# Windows 10 und HPET



## DanHot (3. November 2015)

Die meisten Beiträge die man zu HPET findet sind relative alt und beziehen sich eher auf Windows 7.
Es gibt da jetzt auch eine Menge an Tools:

DPC Latency Checker
http://i.imgur.com/1Bqdq5j.png

Harmonic (x64) v0.003
http://i.imgur.com/w8meQsz.png

LatencyMon
http://i.imgur.com/gGP1FrZ.png

PCClockTiming v3.1.1.13
http://i.imgur.com/UTm6MKl.png

TimerResolution
http://i.imgur.com/j6yEQMX.png

Unter Windows 7 sollte man es aktivieren, aber wie sieht es unter Windows 10 aus?!
Aktuelle hab ich es im UEFI deaktiviert.
Intel 3770k @4,1Ghz mit nem ASUS P8Z77 Pro 
Spielt das Overclocking eine Rolle?!


----------



## Cross-Flow (3. November 2015)

Die ganzen Timer die es gibt ( HPET RTC und dann noch zwei neuere diesen Namen mir Grade entfallen sind ) ergänzen sich. Microsoft hat mit 10 den Support von einem gestrichen - welchen genau weiß ich Grade nicht aber da hilft Google. 
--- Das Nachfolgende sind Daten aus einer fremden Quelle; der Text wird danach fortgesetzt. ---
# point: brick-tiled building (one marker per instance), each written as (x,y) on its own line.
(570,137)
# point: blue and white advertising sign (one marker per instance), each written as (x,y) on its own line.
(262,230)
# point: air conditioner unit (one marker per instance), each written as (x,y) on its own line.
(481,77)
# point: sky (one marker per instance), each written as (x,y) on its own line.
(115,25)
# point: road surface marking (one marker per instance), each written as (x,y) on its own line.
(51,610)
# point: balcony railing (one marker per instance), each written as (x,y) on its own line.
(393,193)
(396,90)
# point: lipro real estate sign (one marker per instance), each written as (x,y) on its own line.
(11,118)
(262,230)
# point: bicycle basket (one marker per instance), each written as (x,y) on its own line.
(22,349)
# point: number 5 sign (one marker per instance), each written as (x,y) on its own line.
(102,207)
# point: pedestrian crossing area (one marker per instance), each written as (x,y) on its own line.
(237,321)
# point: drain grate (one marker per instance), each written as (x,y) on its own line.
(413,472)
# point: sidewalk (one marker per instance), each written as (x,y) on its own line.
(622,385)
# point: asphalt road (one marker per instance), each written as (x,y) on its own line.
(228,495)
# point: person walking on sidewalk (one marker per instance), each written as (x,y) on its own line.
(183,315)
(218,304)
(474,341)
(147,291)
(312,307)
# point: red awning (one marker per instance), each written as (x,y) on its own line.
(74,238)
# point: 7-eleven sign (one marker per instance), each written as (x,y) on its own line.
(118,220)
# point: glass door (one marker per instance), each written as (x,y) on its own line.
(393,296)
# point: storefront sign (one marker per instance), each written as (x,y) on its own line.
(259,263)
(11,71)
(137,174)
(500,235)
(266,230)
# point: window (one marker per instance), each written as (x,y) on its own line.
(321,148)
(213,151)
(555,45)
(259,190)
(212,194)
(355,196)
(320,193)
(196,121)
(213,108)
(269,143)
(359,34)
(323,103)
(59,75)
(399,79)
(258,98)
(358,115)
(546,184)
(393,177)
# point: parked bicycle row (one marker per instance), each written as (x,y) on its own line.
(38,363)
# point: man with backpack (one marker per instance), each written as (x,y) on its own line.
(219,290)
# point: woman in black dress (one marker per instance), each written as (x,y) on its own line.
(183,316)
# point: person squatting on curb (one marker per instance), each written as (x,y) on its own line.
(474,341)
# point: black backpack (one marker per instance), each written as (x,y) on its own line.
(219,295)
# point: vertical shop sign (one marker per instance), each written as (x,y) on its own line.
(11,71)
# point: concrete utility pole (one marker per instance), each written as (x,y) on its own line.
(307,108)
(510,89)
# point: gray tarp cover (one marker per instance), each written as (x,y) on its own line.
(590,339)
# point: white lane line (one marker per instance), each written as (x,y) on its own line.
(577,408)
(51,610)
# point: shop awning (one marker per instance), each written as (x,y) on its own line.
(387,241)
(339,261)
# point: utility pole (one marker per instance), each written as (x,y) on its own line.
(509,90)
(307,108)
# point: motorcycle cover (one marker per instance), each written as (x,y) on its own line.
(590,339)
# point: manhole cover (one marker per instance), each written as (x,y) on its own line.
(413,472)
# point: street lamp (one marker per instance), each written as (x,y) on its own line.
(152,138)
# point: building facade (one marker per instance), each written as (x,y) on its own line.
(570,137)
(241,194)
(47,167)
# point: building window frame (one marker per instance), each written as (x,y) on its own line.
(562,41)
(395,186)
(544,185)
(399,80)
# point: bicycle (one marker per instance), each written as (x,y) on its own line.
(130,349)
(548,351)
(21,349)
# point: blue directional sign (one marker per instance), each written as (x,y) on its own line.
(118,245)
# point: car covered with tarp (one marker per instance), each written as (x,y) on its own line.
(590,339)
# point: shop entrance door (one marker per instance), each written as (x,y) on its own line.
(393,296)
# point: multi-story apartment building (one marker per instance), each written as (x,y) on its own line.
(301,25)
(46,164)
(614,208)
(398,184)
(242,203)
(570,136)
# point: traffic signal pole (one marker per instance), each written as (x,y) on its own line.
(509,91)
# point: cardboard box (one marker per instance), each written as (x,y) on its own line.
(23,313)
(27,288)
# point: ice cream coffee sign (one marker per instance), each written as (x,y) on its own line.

Würde gern mehr über dieses oft fehlinterpretierte Thema schreiben aber auf Arbeit geht das schlecht 

Lass den HPET auf jeden Fall an - Windows sucht sich für die passende Aufgabe den richtigen heraus. 

Grade auf pre core - i CPUs ist HPET wichtig.


----------



## DanHot (3. November 2015)

Auszug aus https://msdn.microsoft.com/en-us/library/windows/hardware/ff542202(v=vs.85).aspx

useplatformclock [ yes | no ]
Forces the use of the platform clock as the system's performance counter.
*Note  This option should only be used for debugging.*

useplatformtick [ yes | no ]
Forces the clock to be backed by a platform source, no synthetic timers are allowed. The option is available starting in Windows 8 and Windows Server 2012.
*Note  This option should only be used for debugging.*

Microsoft sagt also eher auslassen.


----------



## DanHot (3. November 2015)

Warum es mir eigentlich auch geht sind die niedrigen FPS in zwei Spielen z.B.

CSGO
http://i.imgur.com/zMr3tbk.jpg

Tera
http://i.imgur.com/K1BZGTU.jpg

Man sieht das die CPU sich quasi langweilt und die GPU genau so, normal müssten meine FPS viel höher sein!


----------



## bingo88 (4. November 2015)

Wenn sich die Prozentanzeige der CPU-Auslastung über alle Cores/Threads erstreckt, kann das hinkommen. Wenn von 8 Threads nur zwei voll ausgelastet werden, hast du 25 % Auslastung. Das hängt also davon ab, wie viele Threads/Cores die Anwendung nutzt. Daher finde ich diese Prozentangaben immer etwas bescheiden, das sagt halt nicht wirklich was aus.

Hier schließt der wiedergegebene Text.